# Manipulação do clima em Portugal



## Mário Barros (7 Set 2008 às 22:04)

In: 24 Horas 26/8/2008

Esta surpreendeu-me  de maneira positiva.

Xixi escrito num jornal tá demais


----------



## vitamos (8 Set 2008 às 10:56)

Eu lembro-me bem das experiências feitas por cá (provavelmente as referidas de 2005). Trata-se de um método reconhecido, mas de eficácia limitada! Ou seja funciona, mas o investimento efectuado acaba por não compensar. É como contar "euros por gotas". A do xixi não conhecia, mas sinceramente... NÃO OBRIGADO! (ainda sou daqueles que gosta de andar à chuva sem guarda chuva).


----------



## Vince (8 Set 2008 às 11:12)

Nos anos 60 e 70 os americanos gastaram milhões num projecto chamado Stormfury.
O objectivo era deter ou desviar furacões.

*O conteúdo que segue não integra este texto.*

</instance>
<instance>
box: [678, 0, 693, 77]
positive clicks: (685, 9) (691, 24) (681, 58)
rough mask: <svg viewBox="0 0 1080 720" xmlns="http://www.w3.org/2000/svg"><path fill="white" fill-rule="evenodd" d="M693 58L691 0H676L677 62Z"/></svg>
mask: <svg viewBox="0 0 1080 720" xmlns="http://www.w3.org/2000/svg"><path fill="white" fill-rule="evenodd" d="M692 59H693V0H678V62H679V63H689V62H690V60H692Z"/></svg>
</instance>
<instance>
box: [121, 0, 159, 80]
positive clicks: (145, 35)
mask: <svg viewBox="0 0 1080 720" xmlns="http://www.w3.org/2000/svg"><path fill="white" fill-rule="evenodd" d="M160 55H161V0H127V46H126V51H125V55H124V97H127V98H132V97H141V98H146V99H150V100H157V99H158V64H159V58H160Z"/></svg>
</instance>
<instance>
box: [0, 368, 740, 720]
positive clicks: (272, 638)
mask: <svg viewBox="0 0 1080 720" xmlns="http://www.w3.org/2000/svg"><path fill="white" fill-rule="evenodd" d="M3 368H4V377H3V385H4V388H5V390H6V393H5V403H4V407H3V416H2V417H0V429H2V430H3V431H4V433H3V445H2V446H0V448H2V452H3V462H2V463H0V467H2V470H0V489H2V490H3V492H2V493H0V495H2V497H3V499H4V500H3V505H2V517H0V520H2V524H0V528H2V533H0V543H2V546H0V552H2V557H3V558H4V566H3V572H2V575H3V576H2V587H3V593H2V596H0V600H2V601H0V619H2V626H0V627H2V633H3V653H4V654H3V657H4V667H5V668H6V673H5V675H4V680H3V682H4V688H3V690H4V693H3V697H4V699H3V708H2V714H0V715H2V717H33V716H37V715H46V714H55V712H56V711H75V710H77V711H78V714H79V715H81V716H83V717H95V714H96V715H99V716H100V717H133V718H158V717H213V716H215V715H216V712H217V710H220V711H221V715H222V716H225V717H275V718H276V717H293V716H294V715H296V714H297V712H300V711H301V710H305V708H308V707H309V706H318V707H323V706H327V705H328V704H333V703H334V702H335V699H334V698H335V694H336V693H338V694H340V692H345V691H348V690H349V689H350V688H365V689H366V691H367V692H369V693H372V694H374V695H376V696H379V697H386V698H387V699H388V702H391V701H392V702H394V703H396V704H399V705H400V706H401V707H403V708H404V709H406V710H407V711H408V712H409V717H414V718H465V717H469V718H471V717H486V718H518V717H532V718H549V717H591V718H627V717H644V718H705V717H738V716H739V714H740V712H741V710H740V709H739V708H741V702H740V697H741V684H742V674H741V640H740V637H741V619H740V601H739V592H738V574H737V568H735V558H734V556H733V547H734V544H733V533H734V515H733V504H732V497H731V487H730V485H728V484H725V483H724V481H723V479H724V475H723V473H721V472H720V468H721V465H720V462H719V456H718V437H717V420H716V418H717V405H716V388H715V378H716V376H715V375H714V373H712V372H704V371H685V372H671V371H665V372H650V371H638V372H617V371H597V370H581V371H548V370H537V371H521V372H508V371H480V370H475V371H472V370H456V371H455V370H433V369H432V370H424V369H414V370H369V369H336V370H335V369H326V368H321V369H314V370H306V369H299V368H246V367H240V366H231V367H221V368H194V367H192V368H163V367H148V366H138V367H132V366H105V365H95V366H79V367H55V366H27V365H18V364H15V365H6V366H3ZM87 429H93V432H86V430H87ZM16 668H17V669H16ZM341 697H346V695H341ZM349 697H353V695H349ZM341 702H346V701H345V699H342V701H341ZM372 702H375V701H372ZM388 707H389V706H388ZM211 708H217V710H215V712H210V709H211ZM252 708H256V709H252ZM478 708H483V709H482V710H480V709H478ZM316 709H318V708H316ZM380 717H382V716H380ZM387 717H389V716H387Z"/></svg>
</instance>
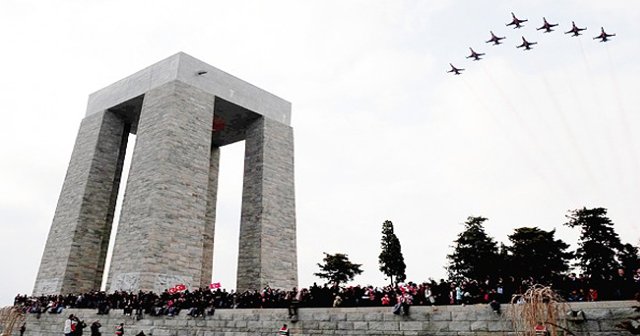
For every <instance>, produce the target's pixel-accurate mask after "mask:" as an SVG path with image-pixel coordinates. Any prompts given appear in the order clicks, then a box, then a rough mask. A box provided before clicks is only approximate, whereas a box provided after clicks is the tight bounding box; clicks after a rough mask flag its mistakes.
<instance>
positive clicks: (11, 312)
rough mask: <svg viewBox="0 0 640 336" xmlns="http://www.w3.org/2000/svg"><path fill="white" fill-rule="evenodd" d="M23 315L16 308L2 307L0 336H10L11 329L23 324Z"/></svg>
mask: <svg viewBox="0 0 640 336" xmlns="http://www.w3.org/2000/svg"><path fill="white" fill-rule="evenodd" d="M24 318H25V317H24V313H22V309H20V308H18V307H4V308H1V309H0V329H1V330H2V334H1V336H10V335H11V334H12V333H13V328H14V327H15V326H16V325H19V324H21V323H23V322H24Z"/></svg>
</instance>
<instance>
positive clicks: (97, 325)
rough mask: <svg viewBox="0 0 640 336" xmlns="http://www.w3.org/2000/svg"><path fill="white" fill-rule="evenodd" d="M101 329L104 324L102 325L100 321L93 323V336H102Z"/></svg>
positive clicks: (92, 324) (92, 325)
mask: <svg viewBox="0 0 640 336" xmlns="http://www.w3.org/2000/svg"><path fill="white" fill-rule="evenodd" d="M100 327H102V324H100V321H98V320H95V321H93V323H91V336H100V335H102V333H101V332H100Z"/></svg>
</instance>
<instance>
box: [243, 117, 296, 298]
mask: <svg viewBox="0 0 640 336" xmlns="http://www.w3.org/2000/svg"><path fill="white" fill-rule="evenodd" d="M295 218H296V217H295V191H294V174H293V129H292V128H291V127H290V126H288V125H285V124H282V123H279V122H277V121H274V120H271V119H269V118H264V117H261V118H259V119H258V120H256V121H254V122H253V123H252V124H251V125H250V126H248V127H247V133H246V142H245V161H244V181H243V191H242V215H241V219H240V245H239V246H240V251H239V254H238V276H237V290H238V291H244V290H251V289H261V288H263V287H264V286H266V285H269V286H270V287H272V288H284V289H291V288H292V287H295V286H297V283H298V279H297V275H298V272H297V255H296V221H295Z"/></svg>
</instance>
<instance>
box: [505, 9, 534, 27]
mask: <svg viewBox="0 0 640 336" xmlns="http://www.w3.org/2000/svg"><path fill="white" fill-rule="evenodd" d="M511 17H513V21H511V22H510V23H507V24H506V26H514V27H513V29H516V28H520V27H522V23H523V22H527V21H529V20H526V19H525V20H520V19H518V18H517V17H516V15H515V14H513V12H511Z"/></svg>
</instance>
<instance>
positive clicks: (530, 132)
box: [480, 64, 571, 196]
mask: <svg viewBox="0 0 640 336" xmlns="http://www.w3.org/2000/svg"><path fill="white" fill-rule="evenodd" d="M480 67H481V68H482V71H483V72H484V73H485V75H486V76H487V78H489V81H490V82H491V83H492V84H493V86H494V88H495V89H496V92H498V95H499V96H500V97H501V98H502V100H503V101H504V103H505V104H506V105H507V106H508V107H509V109H510V111H511V112H512V114H513V115H514V116H515V118H516V120H517V122H518V123H519V124H520V127H521V128H522V129H524V131H525V132H524V133H525V134H526V135H527V138H529V140H530V141H531V142H532V143H533V144H534V146H535V147H536V148H538V152H539V153H541V155H542V157H548V155H547V153H546V151H545V150H544V147H543V146H542V145H541V144H540V143H539V142H538V139H537V138H536V137H535V135H534V134H533V132H532V131H531V129H530V128H529V126H528V125H527V123H526V121H525V120H524V119H523V118H522V116H521V115H520V113H518V111H517V110H516V107H515V106H514V105H513V104H512V103H511V101H510V100H509V98H508V97H507V95H506V94H505V93H504V91H503V90H502V88H501V87H500V86H498V84H497V81H496V80H495V79H494V78H493V76H492V75H491V72H490V71H487V69H486V68H485V67H484V65H483V64H480ZM520 152H521V153H524V154H523V155H524V157H525V159H526V160H527V161H528V162H529V164H530V165H531V167H532V168H533V170H534V172H536V174H538V175H539V176H540V177H541V179H542V180H543V181H545V183H546V184H547V185H548V186H551V187H552V188H557V184H555V183H550V181H549V179H548V178H547V176H545V175H544V174H543V172H542V170H541V169H540V165H538V164H537V162H536V160H535V159H534V158H533V157H532V156H531V155H529V152H528V151H520ZM563 187H564V188H563V190H562V191H563V192H565V193H566V194H567V196H569V195H570V194H571V193H570V192H569V191H568V190H567V189H566V186H564V185H563Z"/></svg>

Durante algum tempo pensou-se que estava a resultar pois de vez em quando as paredes do olho de furacões intensos colapsavam dando lugar a umas novas exteriores enfraquecendo no processo.

O projecto foi finalmente cancelado em 1982 pois tinha-se chegado à conclusão de que os ciclos de reformação do olho afinal eram naturais e nada tinham a ver com os esforços do projecto.

http://en.wikipedia.org/wiki/Project_Stormfury
http://www.aoml.noaa.gov/hrd/hrd_sub/sfury.html
http://www.aoml.noaa.gov/hrd/hrd_sub/stormfury_era.html

Mas nem tudo foi um fracasso, foi da experiência de voar nos furacões adquirida neste projecto que hoje temos as missões RECON tão úteis para recolher dados fiáveis dos mesmo.


----------



## ]ToRnAdO[ (8 Set 2008 às 17:15)

Agora deixo o meu alerta:

Recomendo piamente o uso de capas e guarda chuvas quando estiver a chover... nao va cair '' xixi '' e dizem que é chuva tropical!!! 


Sinceramente sou completamente contra ás experiencias meteorologicas e isso podera refletir-se contra nos humanos um dia mais tarde...


por isso

Deixem Chover !!!


----------